In the longer term, as I get time, I'm going to work on a permanent solution that still leaves the -union-injection security protection still in place.

Code:

// this is where the coding issue is with the union values


$postString = "";


foreach ($_POST as $postkey => $postvalue) {


    if ($postString > "") {


     $postString .= "&".$postkey."=".$postvalue;


    } else {


     $postString .= $postkey."=".$postvalue;


    }


}


str_replace("%09", "%20", $postString);


$postString_64 = base64_decode($postString);


if (stripos_clone($postString,'%20union%20') OR stripos_clone($postString,'*/union/*') OR stripos_clone($postString,' union ') OR stripos_clone($postString_64,'%20union%20') OR stripos_clone($postString_64,'*/union/*') OR stripos_clone($postString_64,' union ') OR stripos_clone($postString_64,'+union+')) {


header("Location: index.php");


die();

Posted: Sun Oct 08, 2006 7:46 am

Try changing the posted code to:

Code:

$postString = "";


foreach ($_POST as $postkey => $postvalue) {


    if ($postString > "") {


     $postString .= "&".$postkey."=".$postvalue;


    } else {


     $postString .= $postkey."=".$postvalue;


    }


}


str_replace("%09", "%20", $postString);


$postString_64 = base64_decode($postString);


if ((!isset($admin) OR (isset($admin) AND !is_admin($admin))) AND (stristr($postString,'%20union%20')) OR (stristr($postString,'*/union/*')) OR (stristr($postString,' union ')) OR (stristr($postString_64,'%20union%20')) OR (stristr($postString_64,'*/union/*')) OR (stristr($postString_64,' union ')) OR (stristr($postString_64,'+union+'))) {


header("Location: index.php");


die();

It's not a fix but at least it should allow you to use the string while logged in as an admin user.

Posted: Sun Oct 08, 2006 8:21 am

I can't absolutely guarantee that this will work with Nuke 7.9 or that the circumstances are the same there, but we have fixed the problem for the upcoming release of RN 2.10 and posted the solution previously at:

http://www.ravenphpscripts.com/posts11081-highlight-.html

The problem was due to a logic error in mainfile.
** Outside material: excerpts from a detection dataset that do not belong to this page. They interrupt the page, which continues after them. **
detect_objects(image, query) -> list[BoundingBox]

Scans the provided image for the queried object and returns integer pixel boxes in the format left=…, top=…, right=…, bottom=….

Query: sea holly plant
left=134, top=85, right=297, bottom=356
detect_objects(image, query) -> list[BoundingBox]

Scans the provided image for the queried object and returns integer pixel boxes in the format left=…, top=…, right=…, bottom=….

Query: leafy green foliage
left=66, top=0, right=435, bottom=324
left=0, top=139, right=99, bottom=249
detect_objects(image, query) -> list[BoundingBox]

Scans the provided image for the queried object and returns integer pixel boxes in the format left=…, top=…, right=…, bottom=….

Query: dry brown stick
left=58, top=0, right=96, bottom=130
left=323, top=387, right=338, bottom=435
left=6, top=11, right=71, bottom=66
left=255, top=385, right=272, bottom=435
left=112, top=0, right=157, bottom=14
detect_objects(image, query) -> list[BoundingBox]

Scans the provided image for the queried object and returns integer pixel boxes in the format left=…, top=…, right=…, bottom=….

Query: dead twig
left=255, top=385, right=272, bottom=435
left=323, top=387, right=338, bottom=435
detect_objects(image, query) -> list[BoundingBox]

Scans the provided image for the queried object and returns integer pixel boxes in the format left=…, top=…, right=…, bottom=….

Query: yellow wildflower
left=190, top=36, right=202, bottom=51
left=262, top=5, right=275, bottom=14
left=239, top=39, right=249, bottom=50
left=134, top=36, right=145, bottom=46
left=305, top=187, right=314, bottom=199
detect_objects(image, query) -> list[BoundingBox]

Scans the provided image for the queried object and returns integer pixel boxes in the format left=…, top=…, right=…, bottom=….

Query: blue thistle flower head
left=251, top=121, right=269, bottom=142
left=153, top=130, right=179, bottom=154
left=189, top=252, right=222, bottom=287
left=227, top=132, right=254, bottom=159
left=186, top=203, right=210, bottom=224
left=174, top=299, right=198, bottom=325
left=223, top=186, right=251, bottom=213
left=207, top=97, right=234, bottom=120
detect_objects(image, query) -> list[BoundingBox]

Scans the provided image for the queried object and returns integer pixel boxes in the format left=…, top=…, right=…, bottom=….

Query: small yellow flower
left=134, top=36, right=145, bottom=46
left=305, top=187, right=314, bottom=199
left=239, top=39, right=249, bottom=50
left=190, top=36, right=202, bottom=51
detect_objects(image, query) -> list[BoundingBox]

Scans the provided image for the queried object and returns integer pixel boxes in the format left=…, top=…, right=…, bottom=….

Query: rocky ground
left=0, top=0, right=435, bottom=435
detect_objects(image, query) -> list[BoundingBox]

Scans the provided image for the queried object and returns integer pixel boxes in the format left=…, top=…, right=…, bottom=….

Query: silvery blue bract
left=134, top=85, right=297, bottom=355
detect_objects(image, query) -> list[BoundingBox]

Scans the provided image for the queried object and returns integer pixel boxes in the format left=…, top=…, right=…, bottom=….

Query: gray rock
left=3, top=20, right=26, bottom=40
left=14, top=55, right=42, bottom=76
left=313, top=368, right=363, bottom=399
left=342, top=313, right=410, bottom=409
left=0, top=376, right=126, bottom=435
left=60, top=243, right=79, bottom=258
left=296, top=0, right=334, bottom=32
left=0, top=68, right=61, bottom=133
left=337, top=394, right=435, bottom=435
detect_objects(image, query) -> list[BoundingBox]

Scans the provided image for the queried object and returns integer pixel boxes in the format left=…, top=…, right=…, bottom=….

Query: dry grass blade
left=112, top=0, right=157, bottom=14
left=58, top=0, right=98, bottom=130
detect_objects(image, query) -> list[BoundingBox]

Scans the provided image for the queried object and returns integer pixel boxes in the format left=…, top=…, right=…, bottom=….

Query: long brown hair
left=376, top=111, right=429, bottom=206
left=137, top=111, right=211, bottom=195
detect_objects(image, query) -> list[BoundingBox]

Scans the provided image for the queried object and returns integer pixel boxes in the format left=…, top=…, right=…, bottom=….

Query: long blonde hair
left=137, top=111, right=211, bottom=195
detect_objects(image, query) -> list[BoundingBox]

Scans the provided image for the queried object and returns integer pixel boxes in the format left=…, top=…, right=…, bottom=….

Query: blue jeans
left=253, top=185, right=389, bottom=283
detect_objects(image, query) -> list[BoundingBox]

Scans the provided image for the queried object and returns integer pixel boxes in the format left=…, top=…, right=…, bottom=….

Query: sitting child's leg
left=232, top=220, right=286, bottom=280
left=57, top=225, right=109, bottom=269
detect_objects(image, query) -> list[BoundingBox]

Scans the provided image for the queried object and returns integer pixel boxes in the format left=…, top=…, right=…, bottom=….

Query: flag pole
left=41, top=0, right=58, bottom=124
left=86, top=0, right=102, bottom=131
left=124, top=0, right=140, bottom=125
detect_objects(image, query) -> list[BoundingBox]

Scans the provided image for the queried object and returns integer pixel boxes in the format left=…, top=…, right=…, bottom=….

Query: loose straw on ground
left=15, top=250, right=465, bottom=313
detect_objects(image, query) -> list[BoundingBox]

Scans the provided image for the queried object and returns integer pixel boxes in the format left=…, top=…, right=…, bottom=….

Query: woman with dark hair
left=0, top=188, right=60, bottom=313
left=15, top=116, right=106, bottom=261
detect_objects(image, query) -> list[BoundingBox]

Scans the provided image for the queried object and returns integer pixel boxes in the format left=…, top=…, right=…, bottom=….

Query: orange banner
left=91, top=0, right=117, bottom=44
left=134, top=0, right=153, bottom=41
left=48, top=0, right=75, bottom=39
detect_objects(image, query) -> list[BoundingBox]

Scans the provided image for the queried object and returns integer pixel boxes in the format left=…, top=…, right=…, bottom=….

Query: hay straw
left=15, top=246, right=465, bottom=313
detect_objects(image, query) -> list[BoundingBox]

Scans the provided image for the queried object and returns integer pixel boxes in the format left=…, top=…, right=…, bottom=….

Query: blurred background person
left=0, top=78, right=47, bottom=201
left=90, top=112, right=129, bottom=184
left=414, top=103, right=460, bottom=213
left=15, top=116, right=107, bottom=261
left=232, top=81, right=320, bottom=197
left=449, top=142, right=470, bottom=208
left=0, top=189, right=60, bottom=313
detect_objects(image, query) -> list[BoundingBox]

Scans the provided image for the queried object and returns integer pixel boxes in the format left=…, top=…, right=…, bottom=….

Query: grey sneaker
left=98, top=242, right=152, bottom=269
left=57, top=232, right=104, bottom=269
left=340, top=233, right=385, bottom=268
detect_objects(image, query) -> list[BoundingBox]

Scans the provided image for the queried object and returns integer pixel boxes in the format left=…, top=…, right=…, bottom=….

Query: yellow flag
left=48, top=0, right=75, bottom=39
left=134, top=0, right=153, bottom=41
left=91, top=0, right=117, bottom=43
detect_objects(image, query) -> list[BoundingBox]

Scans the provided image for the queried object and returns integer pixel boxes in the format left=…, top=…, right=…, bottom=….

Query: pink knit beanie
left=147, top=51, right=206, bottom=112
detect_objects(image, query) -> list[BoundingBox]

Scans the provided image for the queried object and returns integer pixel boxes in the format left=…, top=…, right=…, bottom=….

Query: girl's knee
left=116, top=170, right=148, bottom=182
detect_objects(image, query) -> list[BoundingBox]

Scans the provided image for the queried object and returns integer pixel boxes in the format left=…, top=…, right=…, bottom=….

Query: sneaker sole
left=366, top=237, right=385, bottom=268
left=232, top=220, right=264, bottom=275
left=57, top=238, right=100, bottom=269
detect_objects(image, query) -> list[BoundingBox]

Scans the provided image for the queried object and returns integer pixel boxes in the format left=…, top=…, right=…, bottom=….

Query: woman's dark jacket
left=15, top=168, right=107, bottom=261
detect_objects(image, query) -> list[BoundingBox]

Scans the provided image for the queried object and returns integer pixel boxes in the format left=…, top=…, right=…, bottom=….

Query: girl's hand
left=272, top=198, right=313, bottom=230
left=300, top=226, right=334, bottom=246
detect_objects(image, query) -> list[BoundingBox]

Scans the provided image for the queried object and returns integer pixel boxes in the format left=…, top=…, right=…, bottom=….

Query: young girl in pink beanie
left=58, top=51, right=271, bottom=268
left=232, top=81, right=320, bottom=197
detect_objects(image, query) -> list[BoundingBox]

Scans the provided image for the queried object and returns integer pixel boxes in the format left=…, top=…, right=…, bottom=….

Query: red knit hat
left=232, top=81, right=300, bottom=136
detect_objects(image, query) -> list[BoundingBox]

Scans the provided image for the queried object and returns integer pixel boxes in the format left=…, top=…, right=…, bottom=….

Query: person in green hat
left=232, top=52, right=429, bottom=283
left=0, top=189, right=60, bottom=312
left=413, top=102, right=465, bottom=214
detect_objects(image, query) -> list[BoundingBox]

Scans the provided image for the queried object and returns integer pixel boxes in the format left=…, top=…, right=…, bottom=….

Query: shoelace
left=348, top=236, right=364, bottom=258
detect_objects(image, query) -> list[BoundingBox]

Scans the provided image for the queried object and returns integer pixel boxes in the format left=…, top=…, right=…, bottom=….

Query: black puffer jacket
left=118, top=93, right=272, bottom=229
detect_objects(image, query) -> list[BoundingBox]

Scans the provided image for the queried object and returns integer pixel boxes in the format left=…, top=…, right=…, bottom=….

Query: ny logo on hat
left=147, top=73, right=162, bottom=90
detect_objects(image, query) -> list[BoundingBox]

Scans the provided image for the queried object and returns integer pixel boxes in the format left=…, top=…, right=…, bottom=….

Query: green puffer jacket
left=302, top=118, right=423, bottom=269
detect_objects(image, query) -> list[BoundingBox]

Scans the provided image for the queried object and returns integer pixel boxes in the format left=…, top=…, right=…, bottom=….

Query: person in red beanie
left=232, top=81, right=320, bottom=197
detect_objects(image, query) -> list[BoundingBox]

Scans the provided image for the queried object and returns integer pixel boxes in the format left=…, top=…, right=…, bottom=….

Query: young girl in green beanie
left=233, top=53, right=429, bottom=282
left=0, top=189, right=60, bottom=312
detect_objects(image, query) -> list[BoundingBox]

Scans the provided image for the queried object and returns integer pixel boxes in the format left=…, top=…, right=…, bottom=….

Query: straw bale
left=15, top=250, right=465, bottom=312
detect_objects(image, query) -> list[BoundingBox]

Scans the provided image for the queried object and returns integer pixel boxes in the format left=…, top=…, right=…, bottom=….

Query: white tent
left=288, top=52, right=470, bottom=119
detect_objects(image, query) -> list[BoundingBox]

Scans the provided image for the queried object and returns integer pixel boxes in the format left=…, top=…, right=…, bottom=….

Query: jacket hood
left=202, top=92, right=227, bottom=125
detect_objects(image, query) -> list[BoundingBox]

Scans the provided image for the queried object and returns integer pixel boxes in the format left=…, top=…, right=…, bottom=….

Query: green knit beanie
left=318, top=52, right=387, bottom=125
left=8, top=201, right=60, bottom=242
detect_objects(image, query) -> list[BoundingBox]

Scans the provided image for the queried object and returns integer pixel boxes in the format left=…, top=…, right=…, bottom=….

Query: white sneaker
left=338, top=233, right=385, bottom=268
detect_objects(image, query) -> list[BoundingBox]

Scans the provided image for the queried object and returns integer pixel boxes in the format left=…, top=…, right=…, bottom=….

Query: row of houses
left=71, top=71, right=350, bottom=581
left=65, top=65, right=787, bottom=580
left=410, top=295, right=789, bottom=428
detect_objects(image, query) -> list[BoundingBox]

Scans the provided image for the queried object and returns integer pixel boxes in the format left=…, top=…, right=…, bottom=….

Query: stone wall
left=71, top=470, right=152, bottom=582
In the upcoming release the entire check is commented out in mainfile and sentinel is REQUIRED but you might be safest for the time being with the fix posted in the above thread.

Posted: Sun Oct 08, 2006 8:28 am

If using NukeSentinel you don't need the filter as NS already includes code for this.

Posted: Sun Oct 08, 2006 8:37 am

Correct. And the current mainfile logic doesn't work properly to "exclude" the check for Sentinel or for Admin users and that's what the patch in the other thread fixes. And, since the new release of RN will REQUIRE Sentinel the whole section of code is not really needed in mainfile at all.

Not to get into the grisly details here but there was a missing parenthesis around a complicated section of logic in previous mainfiles.